The Boy From Standard III

Father Rebello sat in his study, his vast bulk filling the roomy revolving chair. ‘Swish, swish’, went his pen as he wrote. Tick-tock went the clock on top of the bookshelf. Otherwise, the room was very quiet. The windows were shut against the chill mountain air. The curtains were drawn. On the carpet below lay Father’s dog, Raja. In the daytime, Raja acted bone-lazy. Even his meals had to be pushed right under his nose or he wouldn’t eat. But at night a change came over him. If the wind so much as stirred Father’s latch, Raja let out a deep growl.

The clock had just struck ten when Father signed the last of the papers. As he put down his

pen, he heard a low rumble. “Grrr, grr ”

“Quiet,” said Father and Raja put his head between his paws. Silence.

And then Father heard a soft footfall.
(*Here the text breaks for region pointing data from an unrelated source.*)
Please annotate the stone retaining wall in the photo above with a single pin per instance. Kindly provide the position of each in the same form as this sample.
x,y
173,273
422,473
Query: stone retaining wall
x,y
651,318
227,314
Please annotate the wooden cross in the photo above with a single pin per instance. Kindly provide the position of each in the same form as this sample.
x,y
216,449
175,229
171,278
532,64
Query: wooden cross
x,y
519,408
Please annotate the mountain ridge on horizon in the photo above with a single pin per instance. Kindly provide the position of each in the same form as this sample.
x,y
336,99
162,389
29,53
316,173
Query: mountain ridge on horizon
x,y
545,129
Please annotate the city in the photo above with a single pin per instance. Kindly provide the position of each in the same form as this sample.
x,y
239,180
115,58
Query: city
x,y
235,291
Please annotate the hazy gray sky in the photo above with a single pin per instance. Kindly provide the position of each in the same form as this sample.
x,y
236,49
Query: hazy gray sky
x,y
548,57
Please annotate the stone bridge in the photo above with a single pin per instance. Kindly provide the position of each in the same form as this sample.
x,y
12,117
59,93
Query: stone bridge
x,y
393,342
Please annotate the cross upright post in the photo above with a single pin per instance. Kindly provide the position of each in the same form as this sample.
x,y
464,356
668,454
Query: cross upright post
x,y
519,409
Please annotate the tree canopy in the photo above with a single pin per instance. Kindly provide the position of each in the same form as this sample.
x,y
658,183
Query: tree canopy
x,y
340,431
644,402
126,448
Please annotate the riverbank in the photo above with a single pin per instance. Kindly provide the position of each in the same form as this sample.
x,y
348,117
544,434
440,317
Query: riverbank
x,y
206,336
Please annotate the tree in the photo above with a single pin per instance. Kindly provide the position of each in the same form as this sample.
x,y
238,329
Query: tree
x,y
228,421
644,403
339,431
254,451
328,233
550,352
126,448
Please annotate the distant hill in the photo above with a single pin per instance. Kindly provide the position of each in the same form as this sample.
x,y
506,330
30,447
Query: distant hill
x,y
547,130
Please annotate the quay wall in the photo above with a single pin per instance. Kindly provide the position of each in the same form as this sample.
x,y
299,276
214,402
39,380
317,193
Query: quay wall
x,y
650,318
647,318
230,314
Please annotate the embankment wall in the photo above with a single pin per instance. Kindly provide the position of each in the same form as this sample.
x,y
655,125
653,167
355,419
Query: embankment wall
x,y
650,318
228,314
Some more... Slowly they came up the staircase and on to the landing where they stopped. Raja was barking furiously as Father walked to the door and threw it open. “Who is there?” he called. In the dark he could just make out a small form.

“Come in,” he said aloud and presently the light shone on the face of Norbu, the new Tibetan boy from Standard III.

Norbu shivered slightly as Father Rebello led him into the study. He sat huddled in one corner of a chair, his frightened eyes darting about the room. Father Rebello waited so that the thudding of the boy’s heart had time to ease. At last he spoke, “What is it, Norbu? Tell me,”

Norbu tried, but the words wouldn’t come. He passed his tongue over his lips once, twice, three times, before he found his small voice.

“Father,” he said, “I can light some joss-sticks in chapel every evening? Yes? You not mind?”

Father was taken aback. “Of course, Norbu,” he replied. “But why?”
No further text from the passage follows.